Trans fats are the worst kinds of fats, so much so that some authorities around the world have banned them completely in our food. To avoid them ensure you skip the commercial pastries, biscuits and cakes, fried fast foods and anything with hydrogenated oil in the ingredients list.
"Trans fats are the worst kinds of fats, so much so that some authorities around the world have banned them completely in our food"
2. Eat more plant food
Plant foods may be so effective in managing cholesterol levels for several reasons. Firstly, they are fibre rich and some fibre types are especially effective at binding cholesterol in the gut and carrying it out of the body. They also fuel the good gut bacteria and the resulting fermentation process releases short chain fatty acids that are absorbed into the bloodstream where they influence cholesterol production by the liver.
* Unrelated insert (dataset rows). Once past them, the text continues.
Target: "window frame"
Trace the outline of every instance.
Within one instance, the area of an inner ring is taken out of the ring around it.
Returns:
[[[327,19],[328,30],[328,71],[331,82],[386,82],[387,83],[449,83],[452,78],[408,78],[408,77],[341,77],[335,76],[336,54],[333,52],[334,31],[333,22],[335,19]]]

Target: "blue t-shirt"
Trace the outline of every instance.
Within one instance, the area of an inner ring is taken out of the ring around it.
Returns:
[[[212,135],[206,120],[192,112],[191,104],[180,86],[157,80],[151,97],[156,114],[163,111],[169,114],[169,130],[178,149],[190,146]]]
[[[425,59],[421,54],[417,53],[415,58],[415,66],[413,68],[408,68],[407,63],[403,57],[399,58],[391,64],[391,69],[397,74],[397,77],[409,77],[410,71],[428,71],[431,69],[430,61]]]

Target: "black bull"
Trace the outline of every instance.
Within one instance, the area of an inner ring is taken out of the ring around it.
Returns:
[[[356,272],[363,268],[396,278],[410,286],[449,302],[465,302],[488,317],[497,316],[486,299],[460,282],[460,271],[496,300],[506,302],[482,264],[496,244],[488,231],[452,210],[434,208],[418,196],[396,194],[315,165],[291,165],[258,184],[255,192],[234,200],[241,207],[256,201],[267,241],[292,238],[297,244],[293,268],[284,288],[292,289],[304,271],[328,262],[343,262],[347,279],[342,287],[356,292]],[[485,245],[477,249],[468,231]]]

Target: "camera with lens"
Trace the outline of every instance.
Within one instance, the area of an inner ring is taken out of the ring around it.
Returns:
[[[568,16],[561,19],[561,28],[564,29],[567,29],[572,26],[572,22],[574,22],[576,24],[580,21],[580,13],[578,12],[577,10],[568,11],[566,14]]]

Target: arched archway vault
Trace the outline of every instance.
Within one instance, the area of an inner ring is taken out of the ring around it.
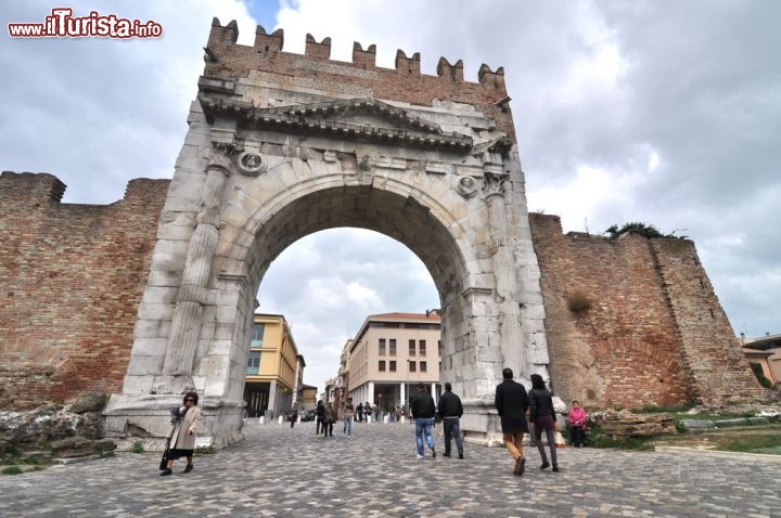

One fibre that is most effective for cholesterol management is a soluble fibre called beta-glucan found in oats and barley. 3g of beta-glucan has been shown to significantly reduce both total cholesterol and LDL, making it an attractive, natural way to manage your cholesterol levels.
Since you’d need to eat a lot of oats or barley to get 3g, I recommend taking it as a supplement drink. Beta Heart is my product of choice as it is easy and pretty delicious to get into your day. All you need do is enjoy one serving a day mixed with water, milk or in a smoothie to give you your 3g of beta-glucan. It has nothing artificial added, no added sugar and it’s low GI – it can even help with blood glucose control and gut health at the same time.
"3g of beta-glucan has been shown to significantly reduce both total cholesterol and LDL, making it an attractive, natural way to manage your cholesterol levels"
3. Avoid or strictly limit your intake of highly refined and processed grains
That means those with too much added sugar and/or based on white flour. These foods have a negative impact on your blood cholesterol levels. Swap them out for the nutritious whole foods above and it’s not just your heart that will benefit, but your overall health and vitality.
4. Get regular exercise
Exercise not only helps to keep your entire cardiovascular system healthy, it also helps to lower LDL and raise HDL.
5. Get your weight under control
If you’re overweight, especially where you are carrying too much fat around your middle, this tends to raise your LDL and push down HDL. Losing weight, especially around the middle, is crucial.